LayerMechanismStatusDescription
L1Worktree Isolation⚠️ In DevelopmentPer-agent git worktrees give each agent its own branch and working directory
L2Scoped COMMIT✅ ActiveCOMMIT handler executes git add only on locked files + post-commit verification
L3Merge Scope Validation✅ Active (depends on L1)WorktreeManager.merge() validates only locked files were modified before merging
L4File Locking✅ ActivePessimistic locks prevent concurrent edits to the same file
L5Activity Ledger✅ ActiveShared log of all agent actions for awareness and dedup
L6Context Refresh✅ ActivePush crew state to agents on significant events

Worktree Isolation (In Development)

⚠️ Status: Implemented in backend, not yet enabled. The WorktreeManager class is fully implemented and wired into the agent lifecycle (AgentManager.spawn()create(), terminate()merge() + cleanup()). However, worktree creation depends on the agent's environment having a proper git setup, which isn't guaranteed in all deployment contexts (e.g., npm install may need to run per-worktree). Agents currently share the repository working directory.

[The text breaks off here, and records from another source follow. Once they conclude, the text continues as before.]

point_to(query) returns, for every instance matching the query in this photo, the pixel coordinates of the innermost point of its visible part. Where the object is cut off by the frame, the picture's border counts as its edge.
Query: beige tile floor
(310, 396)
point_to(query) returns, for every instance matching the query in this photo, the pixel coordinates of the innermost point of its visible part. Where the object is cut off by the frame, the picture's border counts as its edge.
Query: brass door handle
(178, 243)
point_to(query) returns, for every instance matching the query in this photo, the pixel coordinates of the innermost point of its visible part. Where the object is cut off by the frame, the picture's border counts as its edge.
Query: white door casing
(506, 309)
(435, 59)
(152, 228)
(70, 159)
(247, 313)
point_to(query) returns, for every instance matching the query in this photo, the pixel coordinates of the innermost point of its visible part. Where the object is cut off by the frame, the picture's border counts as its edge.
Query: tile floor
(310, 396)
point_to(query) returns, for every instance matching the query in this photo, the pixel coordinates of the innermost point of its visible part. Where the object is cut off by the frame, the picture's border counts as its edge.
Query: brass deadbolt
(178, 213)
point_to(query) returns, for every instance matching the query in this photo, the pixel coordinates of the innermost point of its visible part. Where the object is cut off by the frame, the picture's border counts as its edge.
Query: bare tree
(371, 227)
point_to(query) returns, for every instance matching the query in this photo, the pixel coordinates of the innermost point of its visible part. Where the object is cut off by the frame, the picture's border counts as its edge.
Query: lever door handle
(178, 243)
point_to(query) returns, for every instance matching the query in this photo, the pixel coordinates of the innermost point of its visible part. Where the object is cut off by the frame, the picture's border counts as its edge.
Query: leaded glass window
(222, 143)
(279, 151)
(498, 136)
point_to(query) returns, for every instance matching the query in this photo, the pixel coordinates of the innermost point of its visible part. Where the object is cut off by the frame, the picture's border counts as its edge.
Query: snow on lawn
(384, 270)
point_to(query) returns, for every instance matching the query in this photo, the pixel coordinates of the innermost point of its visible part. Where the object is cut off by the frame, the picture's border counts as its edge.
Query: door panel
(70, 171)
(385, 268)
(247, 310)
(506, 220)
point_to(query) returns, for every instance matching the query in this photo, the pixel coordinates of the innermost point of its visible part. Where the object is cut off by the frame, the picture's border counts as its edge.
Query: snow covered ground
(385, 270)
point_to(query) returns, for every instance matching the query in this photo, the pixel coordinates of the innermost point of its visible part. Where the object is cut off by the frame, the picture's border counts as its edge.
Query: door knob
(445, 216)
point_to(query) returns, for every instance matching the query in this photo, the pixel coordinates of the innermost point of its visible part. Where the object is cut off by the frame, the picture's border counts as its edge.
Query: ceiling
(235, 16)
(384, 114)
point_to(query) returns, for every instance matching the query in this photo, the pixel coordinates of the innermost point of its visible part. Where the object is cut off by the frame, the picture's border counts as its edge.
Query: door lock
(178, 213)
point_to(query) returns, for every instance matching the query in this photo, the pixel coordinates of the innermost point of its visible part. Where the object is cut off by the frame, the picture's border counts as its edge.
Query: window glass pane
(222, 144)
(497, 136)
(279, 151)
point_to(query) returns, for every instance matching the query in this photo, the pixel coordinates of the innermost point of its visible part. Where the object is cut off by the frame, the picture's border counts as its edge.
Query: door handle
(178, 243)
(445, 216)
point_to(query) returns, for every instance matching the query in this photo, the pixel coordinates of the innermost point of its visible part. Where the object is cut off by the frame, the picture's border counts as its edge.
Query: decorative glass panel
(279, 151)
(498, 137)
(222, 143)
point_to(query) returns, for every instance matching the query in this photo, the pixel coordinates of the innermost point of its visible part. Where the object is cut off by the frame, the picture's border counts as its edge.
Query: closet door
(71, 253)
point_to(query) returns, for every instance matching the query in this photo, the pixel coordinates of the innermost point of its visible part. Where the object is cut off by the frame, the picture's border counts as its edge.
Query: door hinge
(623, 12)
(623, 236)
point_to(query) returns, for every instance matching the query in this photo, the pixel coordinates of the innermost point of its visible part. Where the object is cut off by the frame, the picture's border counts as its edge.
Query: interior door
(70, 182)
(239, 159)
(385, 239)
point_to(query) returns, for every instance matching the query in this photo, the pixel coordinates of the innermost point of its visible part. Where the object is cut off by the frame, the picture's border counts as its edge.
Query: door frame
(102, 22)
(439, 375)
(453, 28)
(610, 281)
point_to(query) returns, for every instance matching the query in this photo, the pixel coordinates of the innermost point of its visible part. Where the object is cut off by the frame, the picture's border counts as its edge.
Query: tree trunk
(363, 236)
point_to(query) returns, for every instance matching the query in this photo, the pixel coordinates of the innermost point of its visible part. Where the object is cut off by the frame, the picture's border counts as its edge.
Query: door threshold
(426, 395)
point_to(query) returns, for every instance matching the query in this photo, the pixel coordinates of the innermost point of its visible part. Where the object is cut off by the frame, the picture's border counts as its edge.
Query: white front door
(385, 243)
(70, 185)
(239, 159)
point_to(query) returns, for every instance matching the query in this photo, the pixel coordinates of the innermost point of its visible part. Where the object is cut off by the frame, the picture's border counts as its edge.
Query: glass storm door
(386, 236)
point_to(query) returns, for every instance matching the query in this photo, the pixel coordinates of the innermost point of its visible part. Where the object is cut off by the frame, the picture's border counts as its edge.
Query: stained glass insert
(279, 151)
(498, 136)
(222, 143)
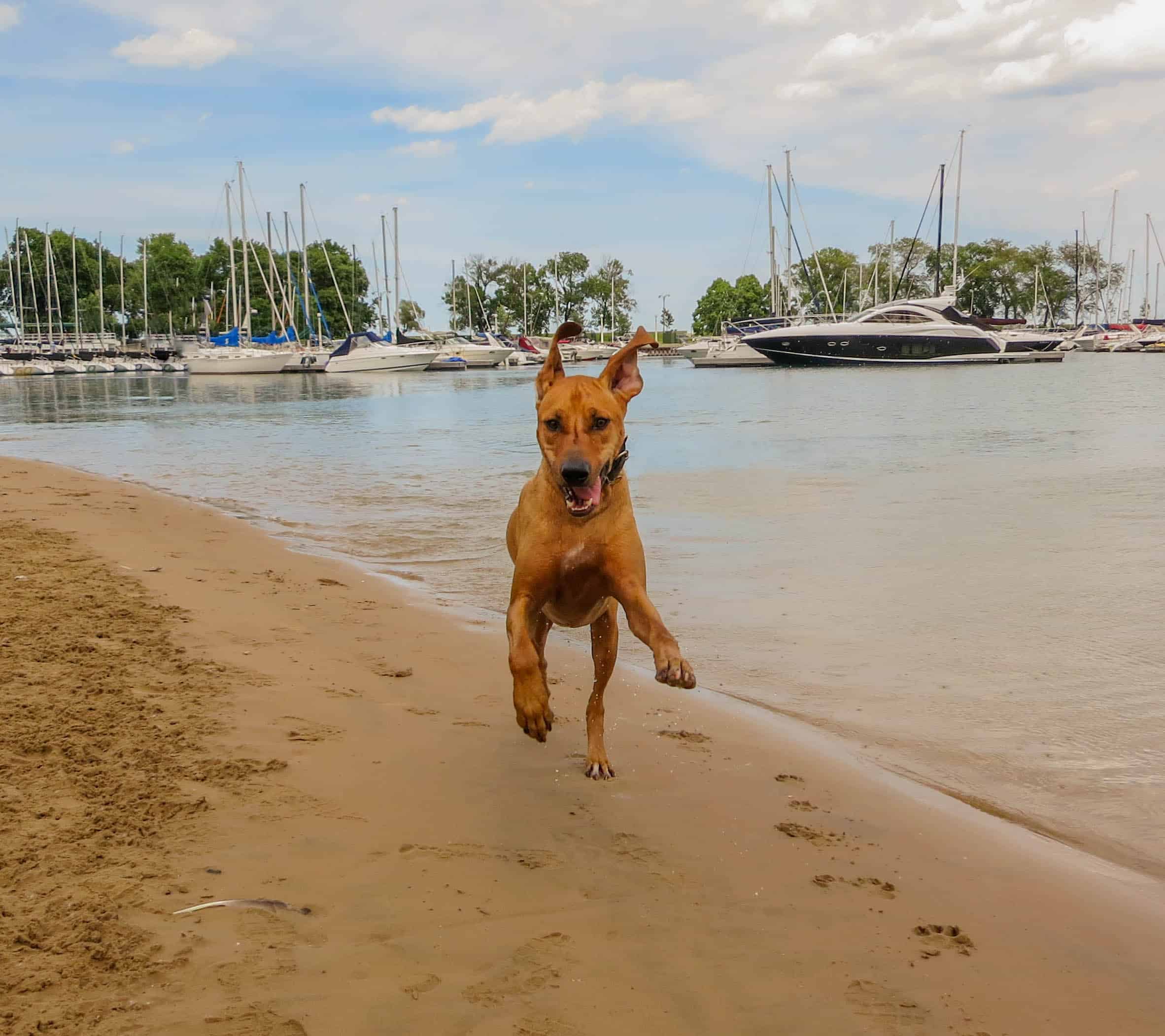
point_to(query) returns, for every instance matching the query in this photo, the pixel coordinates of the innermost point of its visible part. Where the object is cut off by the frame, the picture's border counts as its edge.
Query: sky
(629, 129)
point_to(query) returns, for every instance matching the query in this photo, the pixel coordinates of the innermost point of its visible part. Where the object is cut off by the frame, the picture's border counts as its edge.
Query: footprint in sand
(811, 835)
(889, 1012)
(415, 990)
(533, 967)
(887, 890)
(307, 730)
(533, 860)
(939, 937)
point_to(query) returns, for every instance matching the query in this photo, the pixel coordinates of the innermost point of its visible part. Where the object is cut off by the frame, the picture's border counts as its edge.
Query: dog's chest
(580, 595)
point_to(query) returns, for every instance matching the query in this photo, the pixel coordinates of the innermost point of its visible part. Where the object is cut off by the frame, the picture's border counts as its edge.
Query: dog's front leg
(671, 666)
(532, 698)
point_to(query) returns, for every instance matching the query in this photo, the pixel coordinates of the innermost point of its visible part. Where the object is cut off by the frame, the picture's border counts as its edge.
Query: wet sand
(193, 713)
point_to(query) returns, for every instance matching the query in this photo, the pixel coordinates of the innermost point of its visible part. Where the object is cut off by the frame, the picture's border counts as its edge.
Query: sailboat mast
(303, 246)
(958, 206)
(289, 297)
(235, 283)
(122, 280)
(1145, 306)
(246, 267)
(452, 291)
(380, 295)
(20, 287)
(32, 288)
(396, 271)
(773, 255)
(76, 309)
(388, 297)
(101, 291)
(146, 286)
(271, 268)
(938, 254)
(48, 281)
(1112, 233)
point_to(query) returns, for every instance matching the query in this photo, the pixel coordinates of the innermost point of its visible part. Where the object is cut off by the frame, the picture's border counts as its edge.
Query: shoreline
(894, 762)
(465, 879)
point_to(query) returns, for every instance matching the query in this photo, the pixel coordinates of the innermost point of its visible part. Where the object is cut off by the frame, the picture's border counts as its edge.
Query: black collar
(616, 470)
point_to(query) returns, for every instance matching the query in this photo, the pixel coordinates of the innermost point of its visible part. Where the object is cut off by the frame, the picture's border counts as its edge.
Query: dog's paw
(676, 672)
(599, 770)
(534, 716)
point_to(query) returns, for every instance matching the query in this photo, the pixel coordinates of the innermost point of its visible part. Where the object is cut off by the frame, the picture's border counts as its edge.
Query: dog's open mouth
(583, 500)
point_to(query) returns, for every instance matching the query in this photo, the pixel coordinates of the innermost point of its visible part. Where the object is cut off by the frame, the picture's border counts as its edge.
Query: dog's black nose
(576, 473)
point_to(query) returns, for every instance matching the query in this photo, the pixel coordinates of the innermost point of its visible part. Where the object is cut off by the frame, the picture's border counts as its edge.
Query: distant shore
(307, 733)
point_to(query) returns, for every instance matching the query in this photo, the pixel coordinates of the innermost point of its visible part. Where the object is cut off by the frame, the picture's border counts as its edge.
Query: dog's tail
(568, 330)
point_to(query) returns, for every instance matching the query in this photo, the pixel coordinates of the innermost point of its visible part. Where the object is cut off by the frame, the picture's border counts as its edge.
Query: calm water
(962, 569)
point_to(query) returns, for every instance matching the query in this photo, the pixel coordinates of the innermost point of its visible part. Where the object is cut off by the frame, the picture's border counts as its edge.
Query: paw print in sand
(939, 937)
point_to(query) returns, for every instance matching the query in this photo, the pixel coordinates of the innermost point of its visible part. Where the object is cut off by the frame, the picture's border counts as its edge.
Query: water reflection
(960, 567)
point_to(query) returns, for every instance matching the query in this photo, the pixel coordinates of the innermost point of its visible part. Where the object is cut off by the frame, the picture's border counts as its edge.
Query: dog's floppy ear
(552, 369)
(621, 374)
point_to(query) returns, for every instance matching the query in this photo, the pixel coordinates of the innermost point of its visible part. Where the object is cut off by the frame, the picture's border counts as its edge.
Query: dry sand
(189, 713)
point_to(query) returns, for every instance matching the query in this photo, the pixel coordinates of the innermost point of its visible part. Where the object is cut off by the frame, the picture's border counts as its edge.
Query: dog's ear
(552, 369)
(621, 374)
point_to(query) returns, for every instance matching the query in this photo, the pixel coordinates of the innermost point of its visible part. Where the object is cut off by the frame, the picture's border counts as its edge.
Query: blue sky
(636, 130)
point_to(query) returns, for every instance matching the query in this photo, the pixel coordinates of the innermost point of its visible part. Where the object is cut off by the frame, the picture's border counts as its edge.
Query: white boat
(458, 353)
(365, 351)
(726, 352)
(31, 367)
(308, 360)
(236, 360)
(447, 361)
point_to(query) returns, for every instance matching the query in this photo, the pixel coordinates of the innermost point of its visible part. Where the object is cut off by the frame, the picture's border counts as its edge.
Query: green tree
(612, 275)
(715, 307)
(411, 316)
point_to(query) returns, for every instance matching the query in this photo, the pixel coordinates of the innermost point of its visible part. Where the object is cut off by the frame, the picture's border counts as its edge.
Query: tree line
(180, 281)
(510, 295)
(996, 278)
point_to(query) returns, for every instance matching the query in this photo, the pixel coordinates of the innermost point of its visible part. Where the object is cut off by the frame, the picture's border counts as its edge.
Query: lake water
(961, 569)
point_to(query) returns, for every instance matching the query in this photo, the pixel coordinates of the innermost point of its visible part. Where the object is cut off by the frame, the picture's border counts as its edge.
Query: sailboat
(232, 357)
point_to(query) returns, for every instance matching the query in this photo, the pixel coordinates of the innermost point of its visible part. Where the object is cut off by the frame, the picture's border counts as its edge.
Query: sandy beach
(190, 713)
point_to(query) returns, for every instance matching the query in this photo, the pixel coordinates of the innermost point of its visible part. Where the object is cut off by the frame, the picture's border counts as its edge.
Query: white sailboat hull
(237, 364)
(380, 358)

When enabled, worktree isolation provides:

  • Per-agent branches — Each agent gets its own git branch (agent/<agentId>) and worktree directory
  • Independent work — Agents can stage, commit, and modify files without affecting each other
  • Merge-back — On agent termination, changes are merged back to the integration branch
  • Conflict detection — Merge conflicts are detected and logged (not auto-resolved)
  • Orphan cleanup — On server startup, stale worktrees from previous crashes are cleaned up
  • Fallback — If worktree creation fails, the agent falls back to the shared working directory

Implementation: packages/server/src/coordination/WorktreeManager.ts

Layer 1: File Locking

SQLite-backed mutual exclusion on file paths.

Agent A: ⟦⟦ LOCK_FILE {"filePath": "src/auth.ts", "reason": "implementing login"} ⟧⟧
System:  Lock acquired ✓

Agent B: ⟦⟦ LOCK_FILE {"filePath": "src/auth.ts", "reason": "fixing bug"} ⟧⟧
System:  Lock denied — held by Agent A (expires in 4m30s)

Agent A: ⟦⟦ UNLOCK_FILE {"filePath": "src/auth.ts"} ⟧⟧
System:  Lock released ✓

Key behaviors:

  • TTL: Locks expire after 300 seconds (5 minutes) by default to prevent deadlocks
  • Glob support: Locking src/auth/* blocks src/auth/login.ts, src/auth/session.ts, etc.
  • Auto-cleanup: Expired locks are cleaned before each acquire operation
  • Agent exit: All locks released when an agent exits (releaseAll)
  • Same-agent refresh: An agent can re-acquire its own lock (refreshes TTL)
  • Expiry notifications: When a lock's TTL expires, the server emits a lock:expired event. The owning agent receives a system message: "Your file lock on X has expired." This ensures agents know they've lost exclusivity. cleanExpired() returns the full FileLock[] array of expired locks with file path, agent ID, and role for downstream processing.

Schema:

sql
CREATE TABLE file_locks (
  file_path TEXT PRIMARY KEY,
  agent_id TEXT NOT NULL,
  agent_role TEXT NOT NULL,
  reason TEXT DEFAULT '',
  acquired_at TEXT DEFAULT (datetime('now')),
  expires_at TEXT NOT NULL
);

API:

GET  /api/coordination/locks          — list all active locks
POST /api/coordination/locks          — acquire: { agentId, filePath, reason? }
DELETE /api/coordination/locks/:path  — release: ?agentId=...

Layer 1b: Scoped COMMIT (with Post-Commit Verification)

The COMMIT command executes a scoped git commit server-side and verifies the result — it doesn't just suggest a command.

⟦⟦ COMMIT {"message": "feat: add login endpoint"} ⟧⟧

How it works:

  1. Reads the agent's current file locks from FileLockRegistry
  2. Shell-quotes each file path (handles spaces and special characters)
  3. Executes git add <locked-files> && git commit -m '<message>' in the agent's cwd (worktree or shared)
  4. Post-commit verification (A6): Runs git diff --name-only HEAD~1 and compares committed files against expected locked files
  5. Warns the agent if expected files are missing from the commit
  6. Logs to ActivityLedger only on successful, verified commit — not before

Verification example:

[System] COMMIT succeeded: abc1234 feat: add login endpoint
[System] Warning: 1 expected file(s) not found in commit: src/utils.ts

Safety properties:

  • Prevents git add -A which could stage other agents' changes
  • Verification is best-effort — if git diff fails, the commit is not blocked
  • Activity ledger only records verified commits (moved from synchronous pre-log to async post-verify)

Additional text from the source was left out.